Here’s a simplified Fluentd configuration that uses a filter_record_transformer to add a tag and then a filter_grep to sample:
<source>
@type tail
path /var/log/nginx/access.log
pos_file /var/log/td-agent/nginx-access.log.pos
tag nginx.access
<parse>
@type nginx
</parse>
</source>
<filter nginx.access>
@type record_transformer
<record>
# Add a unique identifier for potential later analysis if needed
uuid ${Memory.uuid}
</record>
</filter>
<filter nginx.access>
@type grep
# Keep records where the status code is NOT 200 (i.e., errors)
<exclude>
key status_code
pattern /^200$/
</exclude>
# OR, keep a random 1% of records where the status code IS 200
<and>
<inline>
key status_code
pattern /^200$/
</inline>
<inline>
key random_number
pattern /^[0-0]\.[0-9]{2}$/ # Matches numbers starting with 0.00 to 0.00
</inline>
</and>
</filter>
<filter nginx.access>
@type record_transformer
# Generate a random number between 0 and 1 for sampling
enable_ruby true
<record>
random_number ${rand}
</record>
</filter>
<match **>
@type stdout
</match>
In this example, the filter_record_transformer first adds a uuid (though Memory.uuid is not a standard Fluentd feature and would need a custom plugin or a different approach; for demonstration, let’s assume we’re adding some unique field). More importantly, another filter_record_transformer is used to inject a random_number field, populated with rand, which generates a floating-point number between 0.0 and 1.0.

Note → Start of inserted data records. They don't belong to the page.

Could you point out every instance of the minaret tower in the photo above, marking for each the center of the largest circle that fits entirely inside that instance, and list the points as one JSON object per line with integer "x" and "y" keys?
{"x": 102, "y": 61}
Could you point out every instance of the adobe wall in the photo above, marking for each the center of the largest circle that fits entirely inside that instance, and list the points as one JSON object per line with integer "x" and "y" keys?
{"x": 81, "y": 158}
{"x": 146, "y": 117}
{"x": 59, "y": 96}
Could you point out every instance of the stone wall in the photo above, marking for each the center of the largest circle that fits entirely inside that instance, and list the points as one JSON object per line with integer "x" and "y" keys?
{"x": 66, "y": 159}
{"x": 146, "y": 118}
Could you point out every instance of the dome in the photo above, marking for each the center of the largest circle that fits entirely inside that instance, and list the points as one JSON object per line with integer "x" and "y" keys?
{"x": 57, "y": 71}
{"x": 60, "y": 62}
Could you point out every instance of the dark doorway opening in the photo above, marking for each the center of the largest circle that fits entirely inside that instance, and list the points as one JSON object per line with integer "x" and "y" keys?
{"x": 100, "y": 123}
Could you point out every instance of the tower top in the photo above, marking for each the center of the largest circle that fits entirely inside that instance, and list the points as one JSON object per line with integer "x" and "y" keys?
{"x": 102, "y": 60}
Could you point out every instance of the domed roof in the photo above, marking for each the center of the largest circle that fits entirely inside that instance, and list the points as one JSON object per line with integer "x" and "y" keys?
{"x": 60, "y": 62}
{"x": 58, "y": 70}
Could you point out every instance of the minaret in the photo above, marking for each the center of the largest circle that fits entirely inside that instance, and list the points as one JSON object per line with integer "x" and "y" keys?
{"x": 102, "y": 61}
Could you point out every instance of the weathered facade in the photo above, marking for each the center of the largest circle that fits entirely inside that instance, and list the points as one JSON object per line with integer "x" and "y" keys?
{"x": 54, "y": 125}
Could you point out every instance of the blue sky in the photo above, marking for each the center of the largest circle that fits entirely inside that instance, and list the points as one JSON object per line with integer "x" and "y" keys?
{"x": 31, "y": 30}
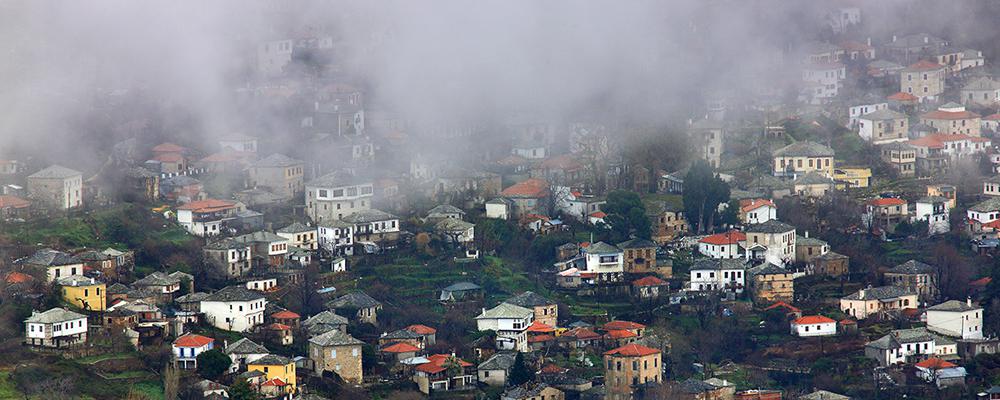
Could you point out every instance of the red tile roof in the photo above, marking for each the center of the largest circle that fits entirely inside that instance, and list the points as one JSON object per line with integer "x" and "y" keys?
{"x": 192, "y": 340}
{"x": 784, "y": 305}
{"x": 632, "y": 350}
{"x": 8, "y": 201}
{"x": 731, "y": 237}
{"x": 400, "y": 348}
{"x": 887, "y": 201}
{"x": 813, "y": 319}
{"x": 902, "y": 96}
{"x": 935, "y": 363}
{"x": 539, "y": 327}
{"x": 208, "y": 205}
{"x": 649, "y": 281}
{"x": 421, "y": 329}
{"x": 531, "y": 188}
{"x": 616, "y": 325}
{"x": 924, "y": 65}
{"x": 939, "y": 114}
{"x": 285, "y": 314}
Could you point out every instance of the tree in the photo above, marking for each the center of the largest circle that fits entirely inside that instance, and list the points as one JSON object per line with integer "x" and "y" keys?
{"x": 703, "y": 192}
{"x": 212, "y": 363}
{"x": 519, "y": 372}
{"x": 241, "y": 390}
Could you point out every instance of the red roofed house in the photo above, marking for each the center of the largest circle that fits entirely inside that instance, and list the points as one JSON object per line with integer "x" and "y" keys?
{"x": 529, "y": 197}
{"x": 885, "y": 213}
{"x": 757, "y": 211}
{"x": 814, "y": 325}
{"x": 953, "y": 119}
{"x": 722, "y": 245}
{"x": 648, "y": 288}
{"x": 629, "y": 366}
{"x": 188, "y": 347}
{"x": 206, "y": 217}
{"x": 924, "y": 79}
{"x": 433, "y": 376}
{"x": 12, "y": 207}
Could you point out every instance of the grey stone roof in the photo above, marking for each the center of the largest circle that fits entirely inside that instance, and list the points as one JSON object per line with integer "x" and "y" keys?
{"x": 296, "y": 227}
{"x": 276, "y": 160}
{"x": 335, "y": 338}
{"x": 366, "y": 216}
{"x": 272, "y": 359}
{"x": 882, "y": 115}
{"x": 988, "y": 205}
{"x": 810, "y": 241}
{"x": 157, "y": 279}
{"x": 499, "y": 361}
{"x": 953, "y": 305}
{"x": 48, "y": 258}
{"x": 529, "y": 299}
{"x": 234, "y": 293}
{"x": 771, "y": 226}
{"x": 55, "y": 172}
{"x": 636, "y": 243}
{"x": 713, "y": 264}
{"x": 245, "y": 346}
{"x": 54, "y": 315}
{"x": 804, "y": 149}
{"x": 357, "y": 300}
{"x": 462, "y": 286}
{"x": 912, "y": 267}
{"x": 601, "y": 248}
{"x": 879, "y": 293}
{"x": 506, "y": 310}
{"x": 445, "y": 209}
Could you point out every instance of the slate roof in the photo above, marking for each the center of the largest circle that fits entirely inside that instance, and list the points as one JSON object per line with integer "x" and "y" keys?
{"x": 276, "y": 160}
{"x": 912, "y": 267}
{"x": 335, "y": 337}
{"x": 953, "y": 305}
{"x": 506, "y": 310}
{"x": 529, "y": 299}
{"x": 54, "y": 315}
{"x": 499, "y": 361}
{"x": 714, "y": 264}
{"x": 55, "y": 172}
{"x": 234, "y": 293}
{"x": 771, "y": 226}
{"x": 357, "y": 300}
{"x": 879, "y": 293}
{"x": 804, "y": 149}
{"x": 366, "y": 216}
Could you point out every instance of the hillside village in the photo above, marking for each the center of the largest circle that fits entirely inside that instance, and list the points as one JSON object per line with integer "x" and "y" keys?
{"x": 833, "y": 235}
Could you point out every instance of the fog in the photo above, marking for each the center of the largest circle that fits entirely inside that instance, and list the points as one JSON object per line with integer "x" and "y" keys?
{"x": 75, "y": 77}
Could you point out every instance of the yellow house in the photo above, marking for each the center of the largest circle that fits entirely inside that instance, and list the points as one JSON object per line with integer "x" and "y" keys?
{"x": 275, "y": 366}
{"x": 83, "y": 292}
{"x": 855, "y": 177}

The subsequent filter_grep is where the sampling magic happens. It has two main conditions:
excludeblock: This explicitly keeps any log record where thestatus_codedoes not start with "200". This means all 4xx and 5xx errors are passed through.andblock: This is combined with theexcludeblock using an implicit OR logic (Fluentd’s grep plugin can be tricky here; often you’d use separate grep filters or more complex logic). The intent here is to also keep a sample of successful requests (status code 200). Therandom_numberis checked against a pattern/^[0-0]\.[0-9]{2}$/. This pattern is designed to match numbers that are exactly0.00. This is a common, albeit slightly hacky, way to sample. Ifrandgenerates0.00, the record is kept. To sample 1%, you’d adjust the pattern to match numbers between0.00and0.01(e.g.,/^[0-0]\.(0[0-0]|[0-9][0-9])$/or a more robustrand() < 0.01if usingenable_ruby truedirectly in the grep). Correction: The provided pattern/^[0-0]\.[0-9]{2}$/would only match0.00. To get 1% sampling, you’d typically userand() < 0.01within arecord_transformerthat then informs thegrepor use a more sophisticated sampling plugin.

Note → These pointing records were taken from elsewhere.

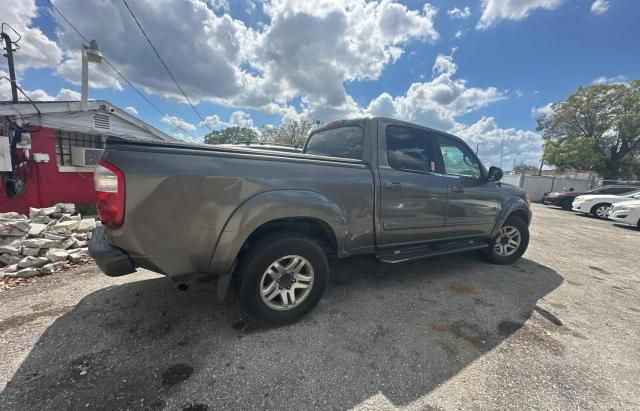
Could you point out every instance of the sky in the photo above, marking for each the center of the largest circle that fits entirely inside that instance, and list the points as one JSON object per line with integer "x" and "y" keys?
{"x": 480, "y": 69}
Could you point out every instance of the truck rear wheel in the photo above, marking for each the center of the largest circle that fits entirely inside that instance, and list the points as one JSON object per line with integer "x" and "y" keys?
{"x": 566, "y": 204}
{"x": 282, "y": 278}
{"x": 509, "y": 243}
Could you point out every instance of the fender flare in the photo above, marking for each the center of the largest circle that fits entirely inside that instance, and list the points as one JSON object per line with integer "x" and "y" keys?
{"x": 509, "y": 207}
{"x": 274, "y": 205}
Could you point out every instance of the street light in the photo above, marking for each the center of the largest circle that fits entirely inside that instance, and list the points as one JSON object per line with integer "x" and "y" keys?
{"x": 90, "y": 54}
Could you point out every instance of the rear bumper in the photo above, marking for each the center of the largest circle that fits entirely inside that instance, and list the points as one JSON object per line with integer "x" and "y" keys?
{"x": 551, "y": 200}
{"x": 112, "y": 261}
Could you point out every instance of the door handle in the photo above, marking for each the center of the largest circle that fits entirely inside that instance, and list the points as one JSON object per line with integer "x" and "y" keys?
{"x": 393, "y": 186}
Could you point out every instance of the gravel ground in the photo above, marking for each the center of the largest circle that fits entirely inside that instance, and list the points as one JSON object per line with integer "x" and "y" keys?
{"x": 560, "y": 329}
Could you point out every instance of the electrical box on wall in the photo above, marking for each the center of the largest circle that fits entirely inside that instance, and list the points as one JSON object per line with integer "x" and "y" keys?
{"x": 5, "y": 154}
{"x": 25, "y": 141}
{"x": 85, "y": 157}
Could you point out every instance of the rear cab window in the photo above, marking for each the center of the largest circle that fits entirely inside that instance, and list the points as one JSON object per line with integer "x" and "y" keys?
{"x": 345, "y": 142}
{"x": 458, "y": 159}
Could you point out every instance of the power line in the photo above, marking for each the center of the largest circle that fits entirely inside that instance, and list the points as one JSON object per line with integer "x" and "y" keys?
{"x": 165, "y": 65}
{"x": 114, "y": 68}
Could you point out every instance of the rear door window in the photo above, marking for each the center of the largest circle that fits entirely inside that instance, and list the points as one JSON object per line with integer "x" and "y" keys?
{"x": 410, "y": 149}
{"x": 344, "y": 142}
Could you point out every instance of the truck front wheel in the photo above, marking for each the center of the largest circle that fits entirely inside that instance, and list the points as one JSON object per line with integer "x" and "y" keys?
{"x": 282, "y": 278}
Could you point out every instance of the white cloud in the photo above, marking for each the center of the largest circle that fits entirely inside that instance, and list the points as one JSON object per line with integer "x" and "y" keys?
{"x": 619, "y": 79}
{"x": 176, "y": 123}
{"x": 495, "y": 10}
{"x": 438, "y": 102}
{"x": 36, "y": 49}
{"x": 543, "y": 110}
{"x": 516, "y": 145}
{"x": 237, "y": 119}
{"x": 456, "y": 13}
{"x": 211, "y": 122}
{"x": 600, "y": 6}
{"x": 240, "y": 119}
{"x": 64, "y": 94}
{"x": 131, "y": 110}
{"x": 304, "y": 49}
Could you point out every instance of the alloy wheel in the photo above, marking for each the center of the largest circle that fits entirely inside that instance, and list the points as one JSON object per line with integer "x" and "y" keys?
{"x": 508, "y": 241}
{"x": 287, "y": 282}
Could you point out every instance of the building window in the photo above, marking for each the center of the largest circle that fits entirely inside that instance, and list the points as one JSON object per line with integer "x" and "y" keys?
{"x": 67, "y": 139}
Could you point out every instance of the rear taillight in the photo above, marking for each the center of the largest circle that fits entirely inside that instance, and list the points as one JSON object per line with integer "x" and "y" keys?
{"x": 109, "y": 183}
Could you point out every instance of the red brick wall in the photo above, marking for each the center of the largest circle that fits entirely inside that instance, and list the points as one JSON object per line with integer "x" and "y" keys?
{"x": 45, "y": 185}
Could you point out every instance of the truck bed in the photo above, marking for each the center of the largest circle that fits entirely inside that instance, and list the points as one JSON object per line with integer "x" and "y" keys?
{"x": 181, "y": 197}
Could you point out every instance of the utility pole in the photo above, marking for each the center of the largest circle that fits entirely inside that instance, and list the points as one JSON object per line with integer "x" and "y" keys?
{"x": 501, "y": 147}
{"x": 8, "y": 46}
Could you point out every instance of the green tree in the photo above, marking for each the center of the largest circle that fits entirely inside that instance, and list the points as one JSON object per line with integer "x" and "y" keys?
{"x": 231, "y": 135}
{"x": 525, "y": 168}
{"x": 596, "y": 128}
{"x": 293, "y": 132}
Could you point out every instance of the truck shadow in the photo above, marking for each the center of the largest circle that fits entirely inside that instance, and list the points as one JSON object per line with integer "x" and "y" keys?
{"x": 395, "y": 331}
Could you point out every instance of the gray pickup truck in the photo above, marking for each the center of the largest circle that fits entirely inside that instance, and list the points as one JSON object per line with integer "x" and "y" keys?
{"x": 265, "y": 221}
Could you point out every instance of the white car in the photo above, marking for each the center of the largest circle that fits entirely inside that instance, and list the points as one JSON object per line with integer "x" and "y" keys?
{"x": 627, "y": 212}
{"x": 598, "y": 204}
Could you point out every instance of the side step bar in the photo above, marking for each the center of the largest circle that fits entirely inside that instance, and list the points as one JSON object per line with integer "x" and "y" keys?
{"x": 399, "y": 255}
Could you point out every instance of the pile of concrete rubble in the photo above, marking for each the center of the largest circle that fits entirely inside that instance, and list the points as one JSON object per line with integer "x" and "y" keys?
{"x": 43, "y": 242}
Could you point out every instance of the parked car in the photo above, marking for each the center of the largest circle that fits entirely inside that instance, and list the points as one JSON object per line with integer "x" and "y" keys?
{"x": 565, "y": 199}
{"x": 627, "y": 212}
{"x": 598, "y": 204}
{"x": 265, "y": 221}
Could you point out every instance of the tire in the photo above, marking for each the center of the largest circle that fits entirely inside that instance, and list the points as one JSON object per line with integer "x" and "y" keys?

The problem this solves is the overwhelming volume of logs generated by high-traffic applications. Instead of storing every single event, you can filter down to critical errors and a statistically significant, but much smaller, sample of normal operations. This drastically reduces storage costs and makes log analysis more manageable.
Internally, Fluentd processes these filters sequentially. The record_transformer adds the random number. Then, the grep filter evaluates each record against its defined rules. If a record satisfies any of the conditions (either it’s an error or it’s a sampled success), it passes to the next stage; otherwise, it’s dropped.
The exact levers you control are the pattern and key directives within the grep filter, and the logic you use to generate the sampling metric in the record_transformer. You can sample based on any field – response time, user agent, specific URLs, etc.
A common misconception is that grep filters are purely about inclusion. They are, in fact, very powerful for exclusion as well, and combining inclusion/exclusion logic allows for sophisticated filtering.
The next concept you’ll likely explore is how to handle distributed tracing context or session IDs to ensure that all logs for a single problematic request, even if sampled, are kept together.